By Judy Stark, FrontDoor.com | Published: 10/16/2008

Tampa is convenient to several world-famous theme parks, such as Walt Disney World, Universal Studios and Busch Gardens Africa.
We work in the office towers you see as you fly into Tampa International Airport, and we live in the neighborhoods you pass as you drive west to the beach towns along the gulf.
Wise About Weather
For starters, here on the West Coast of Florida we live and die by the weather. On Christmas Day, we stand on the beach in shorts and T-shirts, posing for camera phone pictures we send to our friends and families shivering back up North.
But from June 1 through Nov. 30, we live in Hurricane Alley, and we know only too well not to mess with those storms. Live here and you'll learn to pack your hurricane kit (batteries, portable radio, flashlights, bottled water, tuna, peanut butter and jelly, snack cakes) and how to protect your windows against flying debris: plywood or shutters or impact-resistant glass. We know which evacuation zone we're in, where to go if we're ordered to leave and where the pet-friendly shelters are. And we know the language of hurricanes, tossing around terms like "cone of probability" and "Category 5."
Fun Seekers
On a happier note, we're less than two hours from those world-famous theme parks in Orlando: Universal Studios and Walt Disney World. Tip: The best time to visit is just before the tourists descend. Early December, for example, the parks are lightly visited, so that's when we go. We enjoy the holiday decorations and entertainment and ride the rides without standing in long lines.
Speaking of the winter holidays, we go nuts around here for Christmas lights. One of the local legends: the Oakdale Christmas House at 2719 Oakdale St. in St. Petersburg, which boasts more than 600,000 lights on a half-acre with 200 lighted figures, 200 animated objects, 60 snowmen and, well, words fail. It defies description.

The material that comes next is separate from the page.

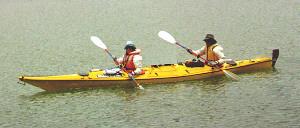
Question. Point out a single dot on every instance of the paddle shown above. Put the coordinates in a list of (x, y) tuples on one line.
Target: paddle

Every year, the boys of summer spend their springtimes with us at spring training. The New York Yankees play at Legends Field in Tampa. The Philadelphia Phillies are at Bright House Networks Field in Clearwater. The Toronto Blue Jays play at Knology Park in Dunedin, where they sing "O Canada" along with "The Star-Spangled Banner" at the start of every game. If there is a better place to be on a spring afternoon than in an outdoor stadium with a hot dog and a beer, we don't know where it could be.
Tabloid Fodder
All of the "only in Florida" stories you read in the supermarket tabloids are true. There are alligators that eat dogs (after humans feed the 'gators bread or marshmallows) or stop traffic by strolling across a busy highway. It's true a pelican pierced a woman's cheek when they collided as she waded off Treasure Island. (The damage: 26 stitches to the woman; no report on the pelican.) There's still the hanging-chad nightmare of the 2000 presidential election, the St. Petersburg teenager who had the hiccups for six weeks and the image of the Virgin Mary that magically appeared in the window of an office building in Clearwater. In an area that Hulk Hogan calls home and John Travolta often visits, nothing is a surprise.
Uniquely Tampa
We know this: No beverage is sweeter than the juice you squeeze from your own backyard citrus tree right before breakfast. No strawberries are tastier than the ones you pick yourself, buy at a roadside stand in February or eat embellished with whipped cream at the Strawberry Festival every spring in Plant City. And no day of the year is happier than the one in mid-October when silence descends over the Tampa Bay area as air conditioners everywhere are turned off and windows that have been tightly closed since May are opened. The temperature has dropped. The humidity has fallen. We've survived another steamy summer, and it's time to get out and enjoy all the things that make Tampa Bay like nowhere else.